Experimenting with OCaml and eBPF
February 15, 2025Building on top of the excellent book BPF Performance Tools by Brendan Gregg. How can we apply the techniques from Chapter 12 Languages to OCaml?
First OCaml is roughly equivalent to C, it’s a compiled language with a runtime written in C. It supports frame pointers using the --enable-frame-pointers
configuration option on x86_64, with ARM64 support in OCaml 5.4. Eventually the code we’re interested in is C or looks roughly like C but with a different calling convention.
For tracing into the Linux kernel, you’ll need a distribution that is compiled with frame pointers like Ubuntu 24.04 and we can reuse the kernel’s own symbol table. There are some exceptions for inlined functions and some blacklisted functions that aren’t safe to trace. However for the pieces I’ve looked at like memory allocation and virtual memory, it is fine.
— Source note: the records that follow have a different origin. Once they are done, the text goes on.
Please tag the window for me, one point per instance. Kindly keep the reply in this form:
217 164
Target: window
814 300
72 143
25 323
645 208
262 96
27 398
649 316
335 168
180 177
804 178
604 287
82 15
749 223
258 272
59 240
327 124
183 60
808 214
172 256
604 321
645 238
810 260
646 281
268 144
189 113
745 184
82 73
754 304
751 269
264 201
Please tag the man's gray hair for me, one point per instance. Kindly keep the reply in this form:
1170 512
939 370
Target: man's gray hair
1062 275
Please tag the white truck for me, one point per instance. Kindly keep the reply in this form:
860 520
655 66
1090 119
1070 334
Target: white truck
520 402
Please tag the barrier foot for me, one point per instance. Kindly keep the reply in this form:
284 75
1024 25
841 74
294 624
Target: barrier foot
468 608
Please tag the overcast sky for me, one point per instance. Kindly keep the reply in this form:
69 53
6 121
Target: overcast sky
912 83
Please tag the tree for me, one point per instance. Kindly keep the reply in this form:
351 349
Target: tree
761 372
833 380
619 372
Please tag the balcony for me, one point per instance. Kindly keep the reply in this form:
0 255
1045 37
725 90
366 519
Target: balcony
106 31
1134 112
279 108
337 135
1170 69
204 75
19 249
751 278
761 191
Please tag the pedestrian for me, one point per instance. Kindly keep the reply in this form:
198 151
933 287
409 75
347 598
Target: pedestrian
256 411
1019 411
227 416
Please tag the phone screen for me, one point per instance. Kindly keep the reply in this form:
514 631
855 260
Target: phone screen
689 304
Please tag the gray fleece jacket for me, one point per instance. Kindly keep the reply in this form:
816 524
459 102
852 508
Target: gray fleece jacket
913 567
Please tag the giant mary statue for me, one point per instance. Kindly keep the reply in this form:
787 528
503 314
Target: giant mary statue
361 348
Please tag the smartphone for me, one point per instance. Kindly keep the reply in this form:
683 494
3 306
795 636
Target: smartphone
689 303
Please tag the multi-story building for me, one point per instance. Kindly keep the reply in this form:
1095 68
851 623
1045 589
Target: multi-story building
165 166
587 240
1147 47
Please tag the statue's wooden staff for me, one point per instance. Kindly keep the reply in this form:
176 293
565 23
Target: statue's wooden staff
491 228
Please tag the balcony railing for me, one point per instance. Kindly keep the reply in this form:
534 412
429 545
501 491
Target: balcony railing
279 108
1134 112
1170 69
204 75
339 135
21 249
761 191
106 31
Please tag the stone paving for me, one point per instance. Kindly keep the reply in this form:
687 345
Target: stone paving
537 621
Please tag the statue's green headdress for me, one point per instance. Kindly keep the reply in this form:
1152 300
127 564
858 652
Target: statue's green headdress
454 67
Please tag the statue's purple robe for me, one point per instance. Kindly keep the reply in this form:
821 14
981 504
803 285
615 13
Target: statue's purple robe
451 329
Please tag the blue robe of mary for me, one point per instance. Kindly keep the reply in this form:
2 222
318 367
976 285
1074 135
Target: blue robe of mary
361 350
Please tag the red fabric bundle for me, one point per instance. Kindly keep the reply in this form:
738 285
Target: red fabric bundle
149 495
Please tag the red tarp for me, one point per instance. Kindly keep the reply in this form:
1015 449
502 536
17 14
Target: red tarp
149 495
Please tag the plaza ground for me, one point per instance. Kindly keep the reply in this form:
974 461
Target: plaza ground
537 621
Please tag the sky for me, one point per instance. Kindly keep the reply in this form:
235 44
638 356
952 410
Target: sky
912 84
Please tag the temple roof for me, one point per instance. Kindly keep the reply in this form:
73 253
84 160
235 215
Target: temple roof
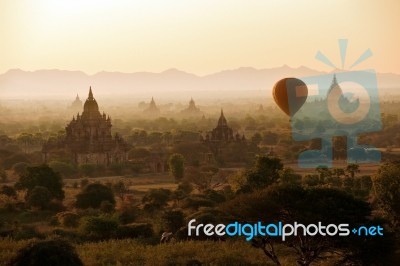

For the OCaml runtime written in C, it can be configured to include symbols, frame pointers and debuginfo for the portions written in C. The sections of the runtime written in assembly have symbols and frame pointers. For actual OCaml code it will have symbols and frame pointers, with limited debuginfo. Demo time!
OCaml Function Tracing
Given this test program taken from a bug report #13123 against OCaml.
(* Build with:
ocamlfind ocamlopt -package unix -package threads -thread -linkpkg -o liquidsoap_test.exe liquidsoap_test.ml *)
let frame_size = 0.04
let pcm_len = int_of_float (44100. *. frame_size)
let channels = 2
let mk_pcm () = Array.init channels (fun _ -> Array.make pcm_len 0.)
let rec fn a =
if Array.length a <> 0 then
Gc.full_major ();
let pcm = mk_pcm () in
ignore(pcm);
0.04;
Unix.sleepf
fn [||]
let () =
let deadweigth = Array.make (40 * 1024 * 1024) 1 in
0.04;
Unix.sleepf let th = Thread.create fn deadweigth in
Thread.join th
And an opam switch created with frame pointers.
$ opam switch create 5.3.0 5.3.0+options ocaml-option-fp
$ ocamlfind ocamlopt -package unix -package threads -thread \
-linkpkg -o liquidsoap_test.exe liquidsoap_test.ml
Running this code will print the PID each time the liquidsoap_test.exe
executable is run.
$ sudo bpftrace -e 'uprobe:/home/tsmc/ocaml-performance/liquidsoap_test.exe:caml_start_program { printf("OCaml run with process ID %d\n", pid); }'
Here we are using the information we know about OCaml startup, the caml_start_program
is an assembly function that bridges the gap between the C startup code and OCaml, setting up the environment for the OCaml code. The section after uprobe:
needs to point to the executable being run, change that if you want to trace something else.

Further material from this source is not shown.